The recursive formula is OPT(j) = max{OPT(j – 1), OPT(p(j)) + v_j}, where p(j) is the largest index i such that f_i < s_j (the last interval that does not conflict with interval j), and v_j is the weight of interval j.
How is p(j) defined and computed in the Weighted Interval Scheduling problem?
p(j) is the largest index i < j such that f_i < s_j, meaning the last interval that ends before the start of interval j, ensuring no overlap. p(j) can be computed efficiently by sorting intervals and using a pointer or binary search to find the correct index.
Why should we avoid implementing the recursive formula for OPT(j) in a recursive fashion?
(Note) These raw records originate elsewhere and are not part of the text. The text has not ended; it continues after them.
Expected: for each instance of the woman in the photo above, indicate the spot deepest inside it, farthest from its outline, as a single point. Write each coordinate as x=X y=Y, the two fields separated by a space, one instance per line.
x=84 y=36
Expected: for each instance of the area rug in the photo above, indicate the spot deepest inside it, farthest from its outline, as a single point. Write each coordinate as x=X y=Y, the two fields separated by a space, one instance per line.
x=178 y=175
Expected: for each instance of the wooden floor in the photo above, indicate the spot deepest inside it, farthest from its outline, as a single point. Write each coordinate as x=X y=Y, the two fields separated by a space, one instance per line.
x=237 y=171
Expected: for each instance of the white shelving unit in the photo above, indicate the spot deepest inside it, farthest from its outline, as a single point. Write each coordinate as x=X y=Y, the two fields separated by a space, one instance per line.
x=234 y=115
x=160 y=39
Implementing OPT(j) recursively would lead to exponential time complexity because it would recompute OPT values multiple times. Instead, we should store computed OPT(j) values in an array and compute them iteratively to ensure polynomial time.
How do we reconstruct the optimal set of intervals after computing OPT(n) in the Weighted Interval Scheduling problem?
We use backtracing: pointers from the optimal choices to the next one.
What is dynamic programming and how does it differ from greedy algorithms?
Dynamic programming is a method for solving complex problems by breaking them down into simpler subproblems and solving each subproblem just once, storing the solutions. Unlike greedy algorithms, which make locally optimal choices, dynamic programming considers multiple options to find the globally optimal solution.
What are the key characteristics of problems suitable for dynamic programming?
Problems suitable for dynamic programming have optimal substructure (the optimal solution can be constructed from optimal solutions to subproblems) and overlapping subproblems (the same subproblems are solved multiple times).
Why is it important to define the objective value when explaining a dynamic programming algorithm?
Defining the objective value clarifies what each computed value represents, ensuring that the recursive relations and computations are correctly understood and can be verified for correctness.
In dynamic programming algorithms, why is it crucial to define all newly introduced mathematical symbols before using them?
Because without clear definitions, the meaning and role of these symbols in computations and recursive formulas may not be understood, leading to confusion and potential errors in algorithm implementation and analysis.
Describe the Knapsack problem.
The Knapsack problem involves selecting a subset of items with given weights w_i and values v_i to maximize total value without exceeding the knapsack’s capacity W.
How is the Subset Sum problem related to the Knapsack problem?
The Subset Sum problem is a special case of the Knapsack problem where each item’s value v_i equals its weight w_i. The goal is to find a subset of weights that sum up as close as possible to, but not exceeding, a target sum W.
What is the recursive relation used in the dynamic programming solution of the Knapsack problem?
For capacity w and first i items, the recursive relation is OPT(i, w) = max{OPT(i – 1, w), OPT(i – 1, w – w_i) + v_i} if w_i ≤ w; else OPT(i, w) = OPT(i – 1, w).